Exploitation doctrine is the allegation, usually false, that one side of a transaction gains at the expense of the other. For example, critics frequently charge that wealthy people in large developed nations gain at the expense of low-wage workers in small developing countries when international trade is expanded. Only in extraordinary circumstances are the gains from trade not shared between the parties engaged in trade.

export credit:

Loans made to foreign buyers so that they can purchase a country’s exports are called export credit.  Most export credit is financed by the government of the exporting country, and is intended to bolster exports.

export-led growth:

A development strategy of export-led growth by government is the subsidization of exports of the goods in which a country has a comparative advantage, and the imposition of barriers on imports. This strategy may include the use of policies that keep the exchange rate of the country’s currency artificially low, because a low exchange rate makes imports more costly domestically, while lowering the prices paid by foreigners for the country’s exports. See also trade barriers, exchange rates, and infant industry argument for protection.

exports:

Exports are goods or services produced in the domestic country and purchased by buyers located in foreign countries.

external benefits:

See positive externalities.

external costs:

See negative externalities.

external debt:

External debt is the amount of national debt held by foreigners.

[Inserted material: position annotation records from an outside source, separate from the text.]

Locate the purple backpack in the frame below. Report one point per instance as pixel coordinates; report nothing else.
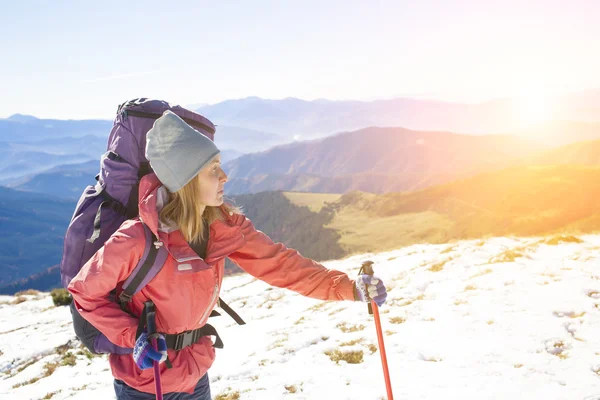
(103, 207)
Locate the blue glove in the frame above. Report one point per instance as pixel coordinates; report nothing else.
(144, 354)
(370, 288)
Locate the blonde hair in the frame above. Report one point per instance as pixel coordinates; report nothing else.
(182, 209)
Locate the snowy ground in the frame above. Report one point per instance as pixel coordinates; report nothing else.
(463, 321)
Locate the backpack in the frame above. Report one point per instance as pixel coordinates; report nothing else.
(102, 209)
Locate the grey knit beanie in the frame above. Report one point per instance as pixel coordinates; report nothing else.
(176, 151)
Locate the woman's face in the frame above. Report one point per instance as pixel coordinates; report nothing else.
(212, 180)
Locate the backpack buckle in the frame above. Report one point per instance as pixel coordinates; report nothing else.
(124, 297)
(184, 339)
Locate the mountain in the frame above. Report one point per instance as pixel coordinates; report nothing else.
(302, 119)
(521, 200)
(560, 133)
(28, 129)
(375, 160)
(32, 228)
(16, 165)
(243, 140)
(516, 318)
(582, 153)
(64, 181)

external increasing returns:

External increasing returns exist when the average costs incurred by all firms in an industry are negatively related to total industry output. Positive externalities in production that yield external increasing cosys occur if, for example, one firm enables workers to acquire such general human capital as literacy, and other firms are thus, enabled to hire workers with better skills. Individual firms tend to view average costs as given, and believe that their own output does not affect average costs in the industry.

external supply shocks:

External supply shocks such as unusually bad weather or wars involving oil exporting countries originate outside an economy and shift the Aggregate Supply curve to the left; raising production costs and creating pressures for supply-side (cost-push) inflation and rising unemployment rates.

externalities:

Externalities (or “spillovers”) are market failures caused when private calculations of costs or benefits differ from the costs or benefits to society and exist when benefits or costs from an activity are incurred by third parties who do not have input into the decision process that yields the activity. Negative externalities include pollution. Flu shots yield positive externalities to the extent that other people gain through less exposure to the disease. Only uncompensated externalities create inefficiency. External costs and benefits are largely ignored by individual decision-makers. Click on the link on externalities to explore external bads, goods, and the concept of internalization as a solution to externalities.

extrapolation:

Extrapolation is the estimation of the values of a variable forward, to times not yet observed. Extrapolations may be reasonably reliable for short term forecasts of variables that exhibit a trend, but long term extrapolation tends to be very inaccurate. Extrapolation yields accurate forecasts only by accident for variables that follow a random walk, such as stock market prices. See also interpolation.

extraneous analogy:

An extraneous analogy likens two events thereby encouraging people to conclude that a superficial similarity will extend to other situations. For example, an argument that socialism is inefficient in organizing heavy industry might be extended to an assertion that government payments for medical care are socialistic, and therefore, are unavoidably less efficient that would be private health insurance, and that, therefore, socialized health care should be avoided.